Парфэт де Салиньи - [19]
Тенсе внимательно смотрел на него. Он увидел в нем вполне сложившегося мужчину, за пять лет ставшего типичным островитянином из хорошей семьи: сжатые губы, скупо цедившие время от времени по нескольку слов, гладкие виски, словно сужавшие мысль, выдвинутый вперед подбородок, а над затылком, похожим на затылок ящерицы, расширявшийся череп, у которого сзади отсутствовала выпуклость, где гнездятся общие идеи. «Он не просто повзрослел, он постарел, — мелькнуло в голове у Тенсе, — его когда-то розовые щеки уже успели окраситься в кирпичный цвет, грозящий в скором времени приобрести багрово-купоросный оттенок. Лишь бы Джанеуэй не застыл, не остановился в своем нравственном развитии. Он, который в О-Пати испытывал к нам, бедным и отсталым, жалость и искренне желал нам революции, потом, когда она свершилась, склонен был разделять мнение тех своих соотечественников, которые приветствовали взятие Бастилии (потому что им по сердцу все начинающиеся революции), а теперь, четыре года спустя, осуждает Республику, обесчестившую себя террором (потому что кровавые революции претят их хорошему воспитанию). Странные люди: нашей монархии больше нет, головы летят, алтари осквернены. Господь взвешивает достоинства старого режима и обещания нового мира, а Хэролд Джанеуэй озабочен лишь одним: покупать ему жеребца Джолли Боя у охотничьего клуба через посредническую фирму „Дик и Фендант“ или не покупать».
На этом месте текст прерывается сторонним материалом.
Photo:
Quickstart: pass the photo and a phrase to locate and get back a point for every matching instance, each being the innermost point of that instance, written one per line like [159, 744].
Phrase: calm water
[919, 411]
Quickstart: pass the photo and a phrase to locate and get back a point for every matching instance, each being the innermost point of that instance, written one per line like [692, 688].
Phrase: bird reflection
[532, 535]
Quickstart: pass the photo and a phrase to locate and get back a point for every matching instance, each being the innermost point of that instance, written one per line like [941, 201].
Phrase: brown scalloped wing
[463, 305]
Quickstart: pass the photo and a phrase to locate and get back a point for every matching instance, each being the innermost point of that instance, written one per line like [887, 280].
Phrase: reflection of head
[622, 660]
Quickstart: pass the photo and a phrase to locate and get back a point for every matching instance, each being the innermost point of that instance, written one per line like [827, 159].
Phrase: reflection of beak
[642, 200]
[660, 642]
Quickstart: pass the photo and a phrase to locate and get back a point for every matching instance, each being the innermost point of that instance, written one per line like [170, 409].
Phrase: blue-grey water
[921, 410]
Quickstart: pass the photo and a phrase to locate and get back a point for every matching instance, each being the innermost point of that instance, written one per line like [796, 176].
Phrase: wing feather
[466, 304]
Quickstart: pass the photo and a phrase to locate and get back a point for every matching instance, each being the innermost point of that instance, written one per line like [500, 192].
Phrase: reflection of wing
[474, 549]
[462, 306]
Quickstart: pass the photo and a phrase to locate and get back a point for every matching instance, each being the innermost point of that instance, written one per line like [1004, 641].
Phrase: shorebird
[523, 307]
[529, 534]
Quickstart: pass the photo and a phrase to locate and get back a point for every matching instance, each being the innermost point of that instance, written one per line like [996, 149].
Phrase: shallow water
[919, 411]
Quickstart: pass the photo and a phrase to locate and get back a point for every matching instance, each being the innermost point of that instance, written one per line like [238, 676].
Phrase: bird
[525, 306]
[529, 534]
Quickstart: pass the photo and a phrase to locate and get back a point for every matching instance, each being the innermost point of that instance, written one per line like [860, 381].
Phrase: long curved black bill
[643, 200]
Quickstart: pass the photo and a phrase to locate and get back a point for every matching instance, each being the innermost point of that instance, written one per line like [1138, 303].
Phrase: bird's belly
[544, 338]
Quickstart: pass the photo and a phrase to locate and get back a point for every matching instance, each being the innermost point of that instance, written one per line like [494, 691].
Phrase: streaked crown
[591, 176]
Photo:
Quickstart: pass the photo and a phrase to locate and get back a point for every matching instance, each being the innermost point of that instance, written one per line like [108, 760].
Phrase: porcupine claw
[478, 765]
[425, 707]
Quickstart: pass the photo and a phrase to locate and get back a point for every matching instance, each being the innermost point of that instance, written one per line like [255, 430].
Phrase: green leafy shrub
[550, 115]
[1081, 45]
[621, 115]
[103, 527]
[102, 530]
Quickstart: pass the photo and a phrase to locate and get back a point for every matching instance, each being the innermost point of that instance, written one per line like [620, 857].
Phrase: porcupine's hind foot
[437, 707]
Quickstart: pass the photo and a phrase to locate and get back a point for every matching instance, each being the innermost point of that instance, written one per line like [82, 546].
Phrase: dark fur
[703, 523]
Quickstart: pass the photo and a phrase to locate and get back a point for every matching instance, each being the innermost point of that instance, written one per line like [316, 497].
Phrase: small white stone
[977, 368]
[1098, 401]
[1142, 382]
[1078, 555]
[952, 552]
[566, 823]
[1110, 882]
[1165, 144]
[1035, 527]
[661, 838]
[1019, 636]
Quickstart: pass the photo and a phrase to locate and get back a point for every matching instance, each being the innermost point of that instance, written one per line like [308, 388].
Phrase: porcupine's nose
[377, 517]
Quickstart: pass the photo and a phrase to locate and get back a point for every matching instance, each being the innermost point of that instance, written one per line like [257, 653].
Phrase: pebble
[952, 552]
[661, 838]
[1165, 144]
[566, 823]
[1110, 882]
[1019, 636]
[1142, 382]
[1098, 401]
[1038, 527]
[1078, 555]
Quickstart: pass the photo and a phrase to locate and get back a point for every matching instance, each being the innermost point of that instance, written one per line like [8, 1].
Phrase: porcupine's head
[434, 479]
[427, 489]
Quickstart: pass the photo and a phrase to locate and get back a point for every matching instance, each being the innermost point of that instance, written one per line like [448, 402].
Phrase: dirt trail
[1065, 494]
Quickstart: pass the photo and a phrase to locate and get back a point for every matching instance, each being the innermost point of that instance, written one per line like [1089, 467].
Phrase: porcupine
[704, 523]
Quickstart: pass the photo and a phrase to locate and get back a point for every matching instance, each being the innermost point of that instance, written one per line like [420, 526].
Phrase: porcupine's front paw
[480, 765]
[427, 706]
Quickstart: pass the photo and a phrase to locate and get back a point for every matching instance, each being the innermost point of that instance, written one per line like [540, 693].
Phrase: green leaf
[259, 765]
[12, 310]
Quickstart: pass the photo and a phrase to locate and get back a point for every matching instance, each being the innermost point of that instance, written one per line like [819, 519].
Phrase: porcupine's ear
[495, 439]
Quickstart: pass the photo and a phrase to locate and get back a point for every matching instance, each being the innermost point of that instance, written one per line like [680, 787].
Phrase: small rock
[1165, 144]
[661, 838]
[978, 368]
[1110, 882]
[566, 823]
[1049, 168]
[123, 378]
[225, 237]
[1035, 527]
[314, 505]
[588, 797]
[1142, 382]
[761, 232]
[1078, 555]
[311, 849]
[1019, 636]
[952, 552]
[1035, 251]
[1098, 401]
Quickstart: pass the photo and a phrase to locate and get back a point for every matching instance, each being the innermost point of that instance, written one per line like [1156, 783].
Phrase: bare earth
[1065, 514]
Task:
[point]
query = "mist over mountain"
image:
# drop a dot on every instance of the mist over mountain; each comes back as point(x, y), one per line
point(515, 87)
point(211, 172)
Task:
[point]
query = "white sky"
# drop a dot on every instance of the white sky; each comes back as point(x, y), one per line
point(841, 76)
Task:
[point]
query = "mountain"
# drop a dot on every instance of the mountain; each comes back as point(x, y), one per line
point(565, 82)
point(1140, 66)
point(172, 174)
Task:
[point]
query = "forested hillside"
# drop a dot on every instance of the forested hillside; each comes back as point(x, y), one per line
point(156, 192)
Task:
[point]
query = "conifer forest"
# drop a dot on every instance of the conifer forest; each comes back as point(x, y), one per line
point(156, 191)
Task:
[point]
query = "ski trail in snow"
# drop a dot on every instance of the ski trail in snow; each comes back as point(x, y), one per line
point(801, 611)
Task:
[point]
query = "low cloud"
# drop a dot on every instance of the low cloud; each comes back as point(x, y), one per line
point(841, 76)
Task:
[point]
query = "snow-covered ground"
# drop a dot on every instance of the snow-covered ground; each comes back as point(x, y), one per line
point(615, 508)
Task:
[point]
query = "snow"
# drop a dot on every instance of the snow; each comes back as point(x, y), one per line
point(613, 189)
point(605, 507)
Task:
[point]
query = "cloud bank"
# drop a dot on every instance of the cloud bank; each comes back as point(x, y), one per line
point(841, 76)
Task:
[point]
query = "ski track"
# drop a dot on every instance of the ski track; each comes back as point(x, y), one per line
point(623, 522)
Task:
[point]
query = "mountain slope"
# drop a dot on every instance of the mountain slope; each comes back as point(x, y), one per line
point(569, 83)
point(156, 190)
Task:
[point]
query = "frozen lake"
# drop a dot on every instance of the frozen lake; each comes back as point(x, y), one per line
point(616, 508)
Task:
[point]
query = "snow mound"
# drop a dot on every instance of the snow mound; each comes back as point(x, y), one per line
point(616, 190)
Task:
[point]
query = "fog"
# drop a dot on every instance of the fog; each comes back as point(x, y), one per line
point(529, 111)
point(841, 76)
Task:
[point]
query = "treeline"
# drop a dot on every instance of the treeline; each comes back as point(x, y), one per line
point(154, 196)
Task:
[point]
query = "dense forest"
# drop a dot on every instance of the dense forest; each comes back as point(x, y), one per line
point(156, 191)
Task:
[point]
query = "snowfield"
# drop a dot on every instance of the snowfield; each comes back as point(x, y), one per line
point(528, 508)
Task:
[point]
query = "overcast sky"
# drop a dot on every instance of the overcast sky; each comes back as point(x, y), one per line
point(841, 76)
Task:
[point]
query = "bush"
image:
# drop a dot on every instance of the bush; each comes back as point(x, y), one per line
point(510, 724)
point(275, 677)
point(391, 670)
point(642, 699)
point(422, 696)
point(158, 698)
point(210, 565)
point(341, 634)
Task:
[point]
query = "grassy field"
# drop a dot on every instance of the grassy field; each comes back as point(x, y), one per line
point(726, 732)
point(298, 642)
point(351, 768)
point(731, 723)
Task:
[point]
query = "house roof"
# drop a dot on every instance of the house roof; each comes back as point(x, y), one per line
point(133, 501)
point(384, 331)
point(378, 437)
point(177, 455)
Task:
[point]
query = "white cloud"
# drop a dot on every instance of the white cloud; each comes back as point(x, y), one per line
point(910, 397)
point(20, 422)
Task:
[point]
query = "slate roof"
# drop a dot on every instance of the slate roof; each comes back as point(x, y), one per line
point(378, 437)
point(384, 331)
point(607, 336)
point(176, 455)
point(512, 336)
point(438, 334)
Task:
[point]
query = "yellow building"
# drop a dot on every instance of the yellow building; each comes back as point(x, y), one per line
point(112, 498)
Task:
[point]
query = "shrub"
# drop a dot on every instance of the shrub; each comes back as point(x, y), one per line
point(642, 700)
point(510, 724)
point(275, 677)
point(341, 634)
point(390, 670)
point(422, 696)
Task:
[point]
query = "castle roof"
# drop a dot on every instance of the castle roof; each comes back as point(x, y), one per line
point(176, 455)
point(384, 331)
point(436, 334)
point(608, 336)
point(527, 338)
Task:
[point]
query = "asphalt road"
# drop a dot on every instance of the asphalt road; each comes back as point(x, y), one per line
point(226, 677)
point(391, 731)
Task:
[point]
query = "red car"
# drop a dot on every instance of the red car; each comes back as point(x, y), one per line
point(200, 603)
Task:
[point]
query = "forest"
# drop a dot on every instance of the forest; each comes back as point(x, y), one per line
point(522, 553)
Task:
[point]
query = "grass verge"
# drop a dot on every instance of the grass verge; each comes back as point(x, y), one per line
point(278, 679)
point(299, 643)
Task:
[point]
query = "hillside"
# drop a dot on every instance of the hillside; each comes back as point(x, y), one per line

Лу де Тенсе не обладал той непоколебимой лояльностью англосаксов, которая запрещает человеку любое критическое отношение к другу. Представитель романского народа, он, следовательно, скорее был склонен к тому, чтобы осуждать, чем хвалить. Тем не менее он не забывал, чем был обязан Джанеуэю. Тенсе внезапно ощутил, как из глубины его души поднялась волна горячей признательности.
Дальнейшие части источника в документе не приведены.